Dans un communiqué signé par leur porte-parole, le général-major Sylvain Ekenge, l’armée congolaise indique que « la petite troupe qui s’est fait filmer a quitté la ville pour se dissimuler dans les collines des Moyens et Hauts Plateaux d’Uvira », tandis que d’autres éléments auraient pris la direction des hauts plateaux de Fizi. Selon les FARDC, ces mouvements viseraient à « tenter une jonction avec les groupes Twirhaneho et Red Tabara ».

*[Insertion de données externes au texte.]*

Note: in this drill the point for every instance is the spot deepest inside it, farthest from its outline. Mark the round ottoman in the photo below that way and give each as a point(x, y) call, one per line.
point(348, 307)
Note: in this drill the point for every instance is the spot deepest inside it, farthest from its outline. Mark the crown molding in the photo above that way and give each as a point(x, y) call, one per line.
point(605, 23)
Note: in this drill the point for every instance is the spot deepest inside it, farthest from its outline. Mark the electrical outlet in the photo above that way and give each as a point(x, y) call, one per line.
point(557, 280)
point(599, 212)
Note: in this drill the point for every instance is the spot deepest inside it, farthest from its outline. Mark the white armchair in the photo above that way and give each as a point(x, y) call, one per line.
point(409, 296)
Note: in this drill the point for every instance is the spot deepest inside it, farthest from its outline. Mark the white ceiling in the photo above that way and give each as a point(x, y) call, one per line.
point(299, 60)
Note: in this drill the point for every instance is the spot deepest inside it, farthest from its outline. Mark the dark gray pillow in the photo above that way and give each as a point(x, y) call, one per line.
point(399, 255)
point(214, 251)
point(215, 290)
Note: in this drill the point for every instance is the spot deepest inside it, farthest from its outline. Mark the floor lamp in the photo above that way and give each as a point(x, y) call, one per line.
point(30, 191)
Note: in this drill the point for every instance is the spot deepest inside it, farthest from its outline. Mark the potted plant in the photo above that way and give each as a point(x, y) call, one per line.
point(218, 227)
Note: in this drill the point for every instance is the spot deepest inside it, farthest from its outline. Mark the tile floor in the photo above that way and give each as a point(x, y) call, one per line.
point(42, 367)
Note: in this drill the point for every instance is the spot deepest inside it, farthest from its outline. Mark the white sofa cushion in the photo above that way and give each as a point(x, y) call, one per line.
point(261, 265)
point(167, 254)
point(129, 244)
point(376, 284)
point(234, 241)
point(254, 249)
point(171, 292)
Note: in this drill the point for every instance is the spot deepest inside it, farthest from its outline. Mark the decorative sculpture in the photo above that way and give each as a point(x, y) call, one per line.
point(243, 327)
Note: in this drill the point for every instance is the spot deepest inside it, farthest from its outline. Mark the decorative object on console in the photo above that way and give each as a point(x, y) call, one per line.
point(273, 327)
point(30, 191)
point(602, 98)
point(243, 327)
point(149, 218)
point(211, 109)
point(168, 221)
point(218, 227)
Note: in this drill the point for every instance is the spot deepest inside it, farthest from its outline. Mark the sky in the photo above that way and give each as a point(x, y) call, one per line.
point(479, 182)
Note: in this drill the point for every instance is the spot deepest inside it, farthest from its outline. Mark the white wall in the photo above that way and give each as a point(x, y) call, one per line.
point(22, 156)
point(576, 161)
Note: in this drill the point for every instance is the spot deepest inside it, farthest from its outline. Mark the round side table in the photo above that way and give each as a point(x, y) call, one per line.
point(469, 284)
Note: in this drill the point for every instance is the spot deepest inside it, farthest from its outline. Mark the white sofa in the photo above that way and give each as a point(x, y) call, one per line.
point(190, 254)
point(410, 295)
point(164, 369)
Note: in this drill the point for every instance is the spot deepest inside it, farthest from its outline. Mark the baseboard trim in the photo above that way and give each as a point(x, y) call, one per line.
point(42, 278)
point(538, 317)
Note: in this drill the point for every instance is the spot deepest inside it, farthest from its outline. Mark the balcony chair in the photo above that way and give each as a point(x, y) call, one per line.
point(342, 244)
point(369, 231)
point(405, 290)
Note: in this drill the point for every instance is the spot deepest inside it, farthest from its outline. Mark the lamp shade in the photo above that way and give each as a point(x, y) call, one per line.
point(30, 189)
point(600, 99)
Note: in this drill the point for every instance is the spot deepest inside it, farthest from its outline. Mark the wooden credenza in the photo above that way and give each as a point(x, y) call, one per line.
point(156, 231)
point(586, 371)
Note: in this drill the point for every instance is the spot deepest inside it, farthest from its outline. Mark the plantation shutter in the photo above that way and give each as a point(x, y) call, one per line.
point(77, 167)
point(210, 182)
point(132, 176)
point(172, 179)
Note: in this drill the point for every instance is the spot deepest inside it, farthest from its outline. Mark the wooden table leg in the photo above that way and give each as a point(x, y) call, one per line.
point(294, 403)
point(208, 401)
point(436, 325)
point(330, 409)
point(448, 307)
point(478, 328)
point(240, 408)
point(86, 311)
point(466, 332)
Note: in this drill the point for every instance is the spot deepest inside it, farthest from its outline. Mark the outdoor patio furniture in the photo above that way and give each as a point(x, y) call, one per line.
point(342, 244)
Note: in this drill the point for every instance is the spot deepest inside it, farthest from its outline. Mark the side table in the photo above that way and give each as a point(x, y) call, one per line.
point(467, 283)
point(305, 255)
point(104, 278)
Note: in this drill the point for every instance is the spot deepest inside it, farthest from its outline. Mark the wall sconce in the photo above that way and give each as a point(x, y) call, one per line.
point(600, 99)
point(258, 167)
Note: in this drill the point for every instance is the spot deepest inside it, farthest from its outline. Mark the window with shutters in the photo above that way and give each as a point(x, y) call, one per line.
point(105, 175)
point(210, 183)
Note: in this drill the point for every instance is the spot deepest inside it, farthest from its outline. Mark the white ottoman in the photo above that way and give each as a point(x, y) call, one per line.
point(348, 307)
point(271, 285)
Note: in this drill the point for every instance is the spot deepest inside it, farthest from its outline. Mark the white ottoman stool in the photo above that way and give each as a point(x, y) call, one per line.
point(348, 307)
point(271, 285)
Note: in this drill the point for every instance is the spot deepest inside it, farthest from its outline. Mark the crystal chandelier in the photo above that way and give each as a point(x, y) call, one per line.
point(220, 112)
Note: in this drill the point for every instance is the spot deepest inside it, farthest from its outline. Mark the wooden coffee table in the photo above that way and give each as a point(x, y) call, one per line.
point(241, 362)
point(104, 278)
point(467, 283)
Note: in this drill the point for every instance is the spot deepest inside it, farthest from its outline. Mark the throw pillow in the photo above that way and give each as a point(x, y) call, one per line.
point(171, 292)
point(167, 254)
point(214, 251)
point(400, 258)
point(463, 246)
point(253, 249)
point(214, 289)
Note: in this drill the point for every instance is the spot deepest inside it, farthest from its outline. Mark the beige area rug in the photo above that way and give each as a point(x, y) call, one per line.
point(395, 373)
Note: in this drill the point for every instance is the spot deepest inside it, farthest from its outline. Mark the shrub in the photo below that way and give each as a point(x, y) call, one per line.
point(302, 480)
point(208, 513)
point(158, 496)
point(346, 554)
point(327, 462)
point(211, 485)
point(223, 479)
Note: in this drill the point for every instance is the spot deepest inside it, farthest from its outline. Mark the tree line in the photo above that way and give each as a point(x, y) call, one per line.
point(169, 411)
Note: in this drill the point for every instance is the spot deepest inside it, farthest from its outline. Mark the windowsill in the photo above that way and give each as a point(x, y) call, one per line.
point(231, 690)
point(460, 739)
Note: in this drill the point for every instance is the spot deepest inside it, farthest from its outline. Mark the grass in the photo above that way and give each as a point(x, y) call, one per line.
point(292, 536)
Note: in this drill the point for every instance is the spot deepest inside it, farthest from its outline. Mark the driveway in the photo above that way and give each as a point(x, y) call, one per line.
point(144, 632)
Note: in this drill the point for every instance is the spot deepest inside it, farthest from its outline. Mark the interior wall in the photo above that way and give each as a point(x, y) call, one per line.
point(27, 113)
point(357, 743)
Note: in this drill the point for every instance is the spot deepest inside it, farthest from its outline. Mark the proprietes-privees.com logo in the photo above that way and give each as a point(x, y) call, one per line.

L’état-major affirme également avoir constaté des tentatives de contournement de ses positions par des axes menant vers Fizi, estimant que ces manœuvres confirment l’absence de tout désengagement réel de l’AFC/M23. « L’effet d’annonce fait partie des modes opératoires habituels du Rwanda, faits de subterfuges et de manœuvres dilatoires », souligne le communiqué.
Dans ce même contexte, les FARDC accusent par ailleurs Kigali et ses supplétifs de l’AFC/M23 de mener une « diversion médiatique destinée à tromper l’opinion nationale et internationale », dans le but de « détourner la pression internationale croissante exercée sur l’État agresseur ».
Cette stratégie, selon l’armée congolaise, intervient alors que des discussions sont en cours sous facilitation américaine et qatarie. Une attitude qui, estime-t-elle, « atteste de la mauvaise foi flagrante du Rwanda dans le respect de ses engagements », en violation des accords de Washington et de la résolution 2773 du Conseil de sécurité des Nations unies.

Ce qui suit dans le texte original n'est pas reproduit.